Les 10 pays africains ont été qualifiés pour la phase finale de la Coupe du monde en cours, un record pour le continent, mais les délégations africaines concernées ont été contraintes du protocole des pays hôtes, dont les États-Unis qui ont co-organisé cette première édition à 48 participants, sur fond de durcissement de sa politique migratoire. Constant Omari, (2e vice-président de la CAF en 2017, 1er vice-président en 2019 ), a eu des « larmes aux yeux » de difficultés qu’ont connu les pays en course et a dénoncé sans détour, l’absence de la Confédération Africaine de Football (CAF) de l’ère Patrice Motsepe.

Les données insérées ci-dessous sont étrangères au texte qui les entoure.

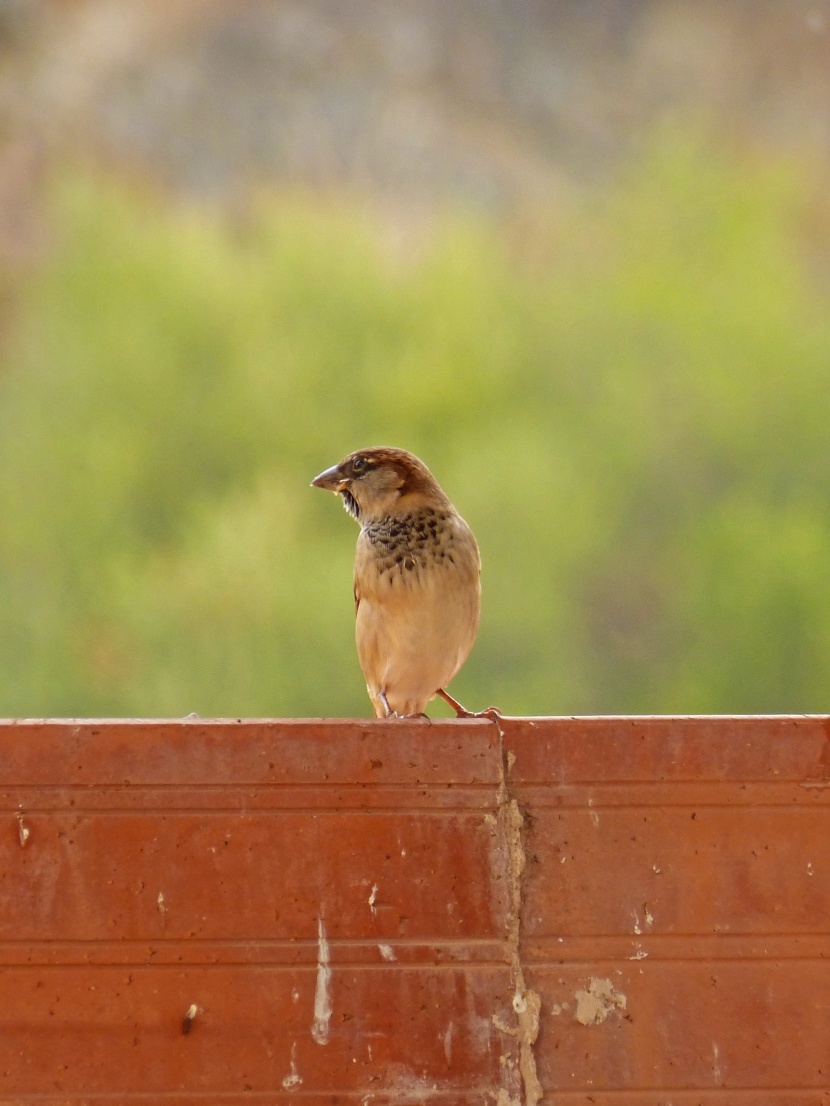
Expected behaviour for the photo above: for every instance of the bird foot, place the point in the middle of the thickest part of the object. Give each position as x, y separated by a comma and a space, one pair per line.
394, 713
493, 712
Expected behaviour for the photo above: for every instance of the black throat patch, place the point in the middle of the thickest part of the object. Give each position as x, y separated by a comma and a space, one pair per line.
351, 504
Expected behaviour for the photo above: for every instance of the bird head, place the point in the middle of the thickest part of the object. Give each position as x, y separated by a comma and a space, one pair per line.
381, 482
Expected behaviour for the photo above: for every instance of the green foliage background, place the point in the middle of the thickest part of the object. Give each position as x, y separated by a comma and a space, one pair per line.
626, 398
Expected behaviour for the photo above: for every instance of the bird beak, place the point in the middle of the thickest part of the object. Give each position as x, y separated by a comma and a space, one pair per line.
331, 480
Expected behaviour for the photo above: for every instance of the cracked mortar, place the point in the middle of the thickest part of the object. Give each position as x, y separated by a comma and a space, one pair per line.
526, 1003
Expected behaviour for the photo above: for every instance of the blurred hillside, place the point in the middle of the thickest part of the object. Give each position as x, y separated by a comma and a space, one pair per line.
576, 256
478, 102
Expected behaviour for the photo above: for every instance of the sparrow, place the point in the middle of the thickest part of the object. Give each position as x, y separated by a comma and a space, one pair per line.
416, 580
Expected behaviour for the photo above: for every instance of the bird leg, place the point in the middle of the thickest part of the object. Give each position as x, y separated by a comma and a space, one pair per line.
493, 712
394, 713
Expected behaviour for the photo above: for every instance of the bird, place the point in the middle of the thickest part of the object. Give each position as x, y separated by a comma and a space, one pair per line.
416, 580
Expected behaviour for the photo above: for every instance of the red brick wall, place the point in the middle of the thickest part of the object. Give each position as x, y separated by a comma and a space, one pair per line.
609, 911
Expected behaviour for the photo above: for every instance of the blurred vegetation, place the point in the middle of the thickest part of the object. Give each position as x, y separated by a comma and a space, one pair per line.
628, 399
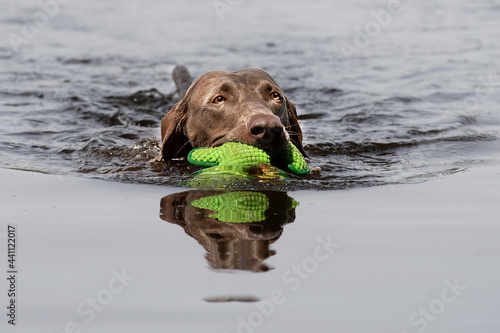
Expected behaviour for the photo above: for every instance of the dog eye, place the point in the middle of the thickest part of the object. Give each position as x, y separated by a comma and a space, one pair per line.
219, 99
276, 96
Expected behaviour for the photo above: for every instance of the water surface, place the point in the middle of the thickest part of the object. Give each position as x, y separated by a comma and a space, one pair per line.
418, 99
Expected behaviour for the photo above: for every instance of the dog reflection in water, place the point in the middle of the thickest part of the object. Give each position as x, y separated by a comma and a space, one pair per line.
236, 228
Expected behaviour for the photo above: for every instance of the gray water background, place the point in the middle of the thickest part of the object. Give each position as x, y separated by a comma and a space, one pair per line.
84, 85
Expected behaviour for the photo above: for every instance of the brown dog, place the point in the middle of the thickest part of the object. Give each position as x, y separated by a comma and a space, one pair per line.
244, 106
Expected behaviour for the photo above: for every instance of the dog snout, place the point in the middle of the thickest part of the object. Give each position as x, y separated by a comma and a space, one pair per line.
267, 130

« J’ai des larmes aux yeux, parce que les équipes africaines ne devraient pas se retrouver seules en train de se battre ! Ça devrait être à la tête de la CAF d’abord. La Confédération Africaine devrait être à la pointe de ce combat auprès de la FIFA, pour que les délégations africaines obtiennent de gain de cause. Mais il se fait que malheureusement le constat est que, la CAF est absente. D’ailleurs pour preuve, vous avez vu quand la RDC jouait contre l’Ouzbékistan, le président de la CAF est allé voir le match Portugal-Colombie... », a dénoncé Constant Omari dans une émission à Afromedia.
Il souligne qu’à leur époque à la tête de la CAF avec Ahmad, quand les équipes africaines se sont qualifiées : « nous avons donné 500 000 dollars américains à chaque équipe, comme compte part de la CAF […] Et nous avons soutenu. Deuxième élément, quand un pays organise une Coupe du monde, il y a un cahier de charge de la FIFA, là dedans est prévu un certain nombre de principes » notamment sur le plan d’octroi de visas etc « , dès qu’on vous décerne que vous remportez l’Organisation de la Coupe du monde, vous signez un contrat qui est clair et spécifique qui doit être respecté ! »
À titre exemplatif, Constant Omari ajoute qu’un certain moment le Qatar (organisateur du Mondial 2022) avait remis en cause la vente des alcools au stade, la FIFA a tapé sur la table pour rappeler que c’était dans le contrat de l’organisation. « Donc, cette fois-ci, la FIFA a démissionné complètement. »
L’ancien président intermédiaire de la CAF entre fin 2020 et début 2021 pense que normalement ces équipes ne devraient pas connaître des difficultés. « j’ai vu ce que les Sénégalais ont connu à l’aéroport. Moi, j’étais en Russie (Organisatrice en 2018), en tant que membre du comité de la FIFA, tout était nickel, on a pas eu de difficultés de visas », a-t-il déclaré.